Jean Duplanil fonde la dynastie au début du XVIIIe  siècle. En 1713, il est élu pour deux ans l’un des quatre gardes de la communauté renouvelables par moitié. Maître relieur et doreur il exerce rue des Sept-Voies à Saint-Etienne du Mont à Paris où nous retrouveront quasiment tous ses successeurs et héritiers, sinon dans les rues adjacentes. La rue des Sept-Voies est aujourd’hui comme autrefois riche d’établissements d’enseignement, elle a été depuis rebaptisée rue Valette. Jean Duplanil est enterré le 1er novembre 1746.

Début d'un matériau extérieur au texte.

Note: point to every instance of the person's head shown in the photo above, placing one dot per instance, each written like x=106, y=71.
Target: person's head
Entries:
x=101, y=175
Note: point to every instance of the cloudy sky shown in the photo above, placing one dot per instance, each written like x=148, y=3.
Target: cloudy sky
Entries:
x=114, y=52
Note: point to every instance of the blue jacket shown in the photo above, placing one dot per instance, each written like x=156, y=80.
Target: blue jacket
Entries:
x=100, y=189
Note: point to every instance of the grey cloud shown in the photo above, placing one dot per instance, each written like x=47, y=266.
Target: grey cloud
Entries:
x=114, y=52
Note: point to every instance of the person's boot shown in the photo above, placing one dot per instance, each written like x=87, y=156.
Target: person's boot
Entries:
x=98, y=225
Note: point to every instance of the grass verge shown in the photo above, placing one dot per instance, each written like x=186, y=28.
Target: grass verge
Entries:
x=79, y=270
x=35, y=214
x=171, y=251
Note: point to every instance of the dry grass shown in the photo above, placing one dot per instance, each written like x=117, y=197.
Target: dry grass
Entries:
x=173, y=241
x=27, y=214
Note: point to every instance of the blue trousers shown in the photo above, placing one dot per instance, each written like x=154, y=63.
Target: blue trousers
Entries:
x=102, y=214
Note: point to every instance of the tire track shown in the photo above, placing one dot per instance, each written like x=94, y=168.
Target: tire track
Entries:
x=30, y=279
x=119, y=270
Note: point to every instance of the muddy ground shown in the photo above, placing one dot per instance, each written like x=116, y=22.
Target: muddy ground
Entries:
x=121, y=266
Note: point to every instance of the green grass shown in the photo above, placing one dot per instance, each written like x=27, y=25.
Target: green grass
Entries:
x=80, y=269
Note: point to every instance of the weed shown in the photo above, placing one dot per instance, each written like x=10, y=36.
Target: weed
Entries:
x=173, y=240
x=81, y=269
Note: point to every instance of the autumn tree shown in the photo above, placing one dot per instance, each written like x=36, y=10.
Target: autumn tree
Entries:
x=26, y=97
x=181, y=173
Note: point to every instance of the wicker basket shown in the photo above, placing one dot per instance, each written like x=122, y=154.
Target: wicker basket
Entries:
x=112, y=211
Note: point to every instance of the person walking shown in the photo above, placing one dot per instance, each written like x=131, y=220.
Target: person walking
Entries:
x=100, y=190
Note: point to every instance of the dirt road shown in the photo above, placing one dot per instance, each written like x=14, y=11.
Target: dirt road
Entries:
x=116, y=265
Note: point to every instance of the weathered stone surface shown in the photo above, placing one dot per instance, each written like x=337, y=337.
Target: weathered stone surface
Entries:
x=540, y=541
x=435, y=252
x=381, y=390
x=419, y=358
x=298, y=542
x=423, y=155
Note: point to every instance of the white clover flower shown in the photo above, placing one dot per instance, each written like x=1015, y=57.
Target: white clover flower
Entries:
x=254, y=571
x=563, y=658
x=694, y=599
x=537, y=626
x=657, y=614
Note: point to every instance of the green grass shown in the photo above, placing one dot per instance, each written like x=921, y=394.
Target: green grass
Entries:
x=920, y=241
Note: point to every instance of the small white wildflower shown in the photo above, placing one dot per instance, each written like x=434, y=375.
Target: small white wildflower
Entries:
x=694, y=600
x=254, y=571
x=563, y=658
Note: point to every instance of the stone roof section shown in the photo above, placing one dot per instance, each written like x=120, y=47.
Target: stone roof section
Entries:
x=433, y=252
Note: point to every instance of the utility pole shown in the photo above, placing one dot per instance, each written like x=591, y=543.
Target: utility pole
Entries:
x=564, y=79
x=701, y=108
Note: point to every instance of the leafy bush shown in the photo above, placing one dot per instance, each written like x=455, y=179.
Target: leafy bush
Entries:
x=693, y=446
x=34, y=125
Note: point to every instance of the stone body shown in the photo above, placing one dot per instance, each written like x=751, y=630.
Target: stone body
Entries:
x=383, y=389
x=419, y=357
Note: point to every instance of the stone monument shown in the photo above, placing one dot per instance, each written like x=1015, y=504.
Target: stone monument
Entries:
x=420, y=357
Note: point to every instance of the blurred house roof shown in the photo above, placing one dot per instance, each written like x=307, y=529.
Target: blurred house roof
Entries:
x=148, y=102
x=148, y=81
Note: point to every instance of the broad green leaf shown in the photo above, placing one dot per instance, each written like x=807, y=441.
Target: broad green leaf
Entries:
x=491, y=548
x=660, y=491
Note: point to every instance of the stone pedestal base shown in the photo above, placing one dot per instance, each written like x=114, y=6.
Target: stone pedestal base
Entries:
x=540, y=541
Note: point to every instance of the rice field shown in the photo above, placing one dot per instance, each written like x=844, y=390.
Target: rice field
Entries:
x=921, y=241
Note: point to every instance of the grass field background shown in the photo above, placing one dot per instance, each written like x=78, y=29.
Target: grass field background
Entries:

Jean-Baptiste (I) Duplanil est reçu maître le 19 septembre 1729.  Il meurt en 1781 rue des Sept-voies laissant deux ou trois fils et six filles. Cinq des gendres sont maîtres relieurs, Ducastin Alexis Jacques, relieur en 1778, Boutault, Bottier (ou Bothier), Aubert, Delouvier. Ces familles de relieurs sont bien représentées à cette époque et il n’est pas facile de préciser les prénoms de chacun d’entre eux. Notons cependant que Bottier exerce rue des sept-voies en 1798 ainsi que Nicolas Delouvier en 1763.

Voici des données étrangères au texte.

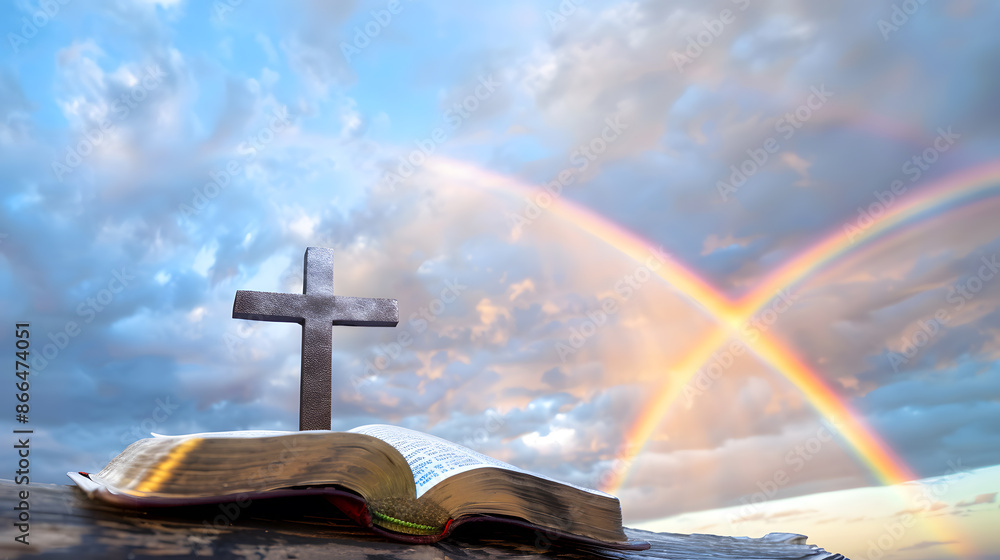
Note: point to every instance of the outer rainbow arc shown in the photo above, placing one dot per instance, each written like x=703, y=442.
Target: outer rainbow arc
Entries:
x=969, y=183
x=869, y=447
x=874, y=453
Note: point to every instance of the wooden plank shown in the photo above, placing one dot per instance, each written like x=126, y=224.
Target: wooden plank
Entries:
x=64, y=523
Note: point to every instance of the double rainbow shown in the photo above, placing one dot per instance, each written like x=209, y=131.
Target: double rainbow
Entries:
x=865, y=442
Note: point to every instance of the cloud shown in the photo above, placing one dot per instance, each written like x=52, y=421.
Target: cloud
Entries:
x=990, y=498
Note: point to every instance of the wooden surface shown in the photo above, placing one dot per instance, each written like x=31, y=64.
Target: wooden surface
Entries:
x=66, y=524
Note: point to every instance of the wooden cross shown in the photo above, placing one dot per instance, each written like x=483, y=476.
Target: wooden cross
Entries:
x=317, y=310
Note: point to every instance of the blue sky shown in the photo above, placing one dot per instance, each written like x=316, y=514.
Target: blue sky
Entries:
x=183, y=151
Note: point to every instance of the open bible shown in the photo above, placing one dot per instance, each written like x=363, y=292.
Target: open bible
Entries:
x=401, y=483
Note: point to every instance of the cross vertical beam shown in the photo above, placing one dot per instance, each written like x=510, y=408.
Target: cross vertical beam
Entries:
x=317, y=309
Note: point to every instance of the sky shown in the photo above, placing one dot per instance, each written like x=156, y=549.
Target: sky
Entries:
x=699, y=254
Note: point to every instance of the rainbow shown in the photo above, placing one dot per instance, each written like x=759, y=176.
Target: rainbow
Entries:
x=868, y=446
x=962, y=186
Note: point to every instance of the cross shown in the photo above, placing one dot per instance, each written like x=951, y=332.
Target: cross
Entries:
x=317, y=310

En ce qui concerne les fils de Jean-Baptiste (I) on identifie sans peine Jean-Baptiste (II), maître en 1759 qui exerce rue Judas en 1779 et travaille pour le libraire Pierre Guillaume Cavelier qui fait faillite cette même année. Les autres fils sont probablement Pierre, maître relieur reçu en 1768, il exerce rue des Sept-voies et il me paraît difficile de le confondre avec le Pierre qui suivra, en raison des dates extrêmes qui les concernent, enfin probablement un troisième fils prénommé Nicolas.
Nicolas Duplanil reçu maître relieur en 1772, habite rue d’Écosse en 1779. Sa veuve exerce le métier rue des Sept-voies dès 1799. Vers la fin de l’Empire elle est chargée par les Polignac de dissimuler des missives pour l’étranger dans les plats de reliures. En 1809 le fils Pierre Duplanil prend la suite. Le poète relieur Mathurin-Marie Lesné chante ses qualités.
Jusqu’à présent je n’ai pas retrouvé d’étiquettes des Duplanil du XVIIIe siècle, il ne m’est donc pas possible de décrire leur travail. En revanche Pierre signe ses reliures RELIE. P. DUPLANIL. On trouve de lui des reliures ornées d’une roulette antique dorée en encadrement. Il exerce au moins jusqu’en 1832. À cette date il est associé un temps avec son fils Jean.
Bien qu’il soit difficile de rendre au père et au fils chacun de leurs travaux, on attribue volontiers, par habitude ou grâce aux étiquettes qui se trouvent parfois au verso de la garde antérieure, à Duplanil fils (Jean Duplanil), les nombreuses reliures romantiques en veau glacé qui sont le plus grand nombre des reliures signées Duplanil (tout court).
Ces reliures absolument dans l’air du temps présentent un dos à nerfs où les pièces de titre et de tomaison sont d’une teinte plus foncée que l’ouvrage, l’ornement des dos comprend un filet doré sur les nerfs, des fleurons dorés ou à froids entre les nerfs, des palettes dorées en tête et queue. Les plats sont frappés d’un grand fer à froid ou à chaud, encadrés de roulettes de feuillages et de filets  en encadrement alternativement à froid et dorés. La multiplication des encadrements successifs, des filets et des fleurons qui les accompagnent, les soulignent ou les rompent aboutit cependant sur ces reliures « Restauration» à une surcharge passée de mode aujourd’hui.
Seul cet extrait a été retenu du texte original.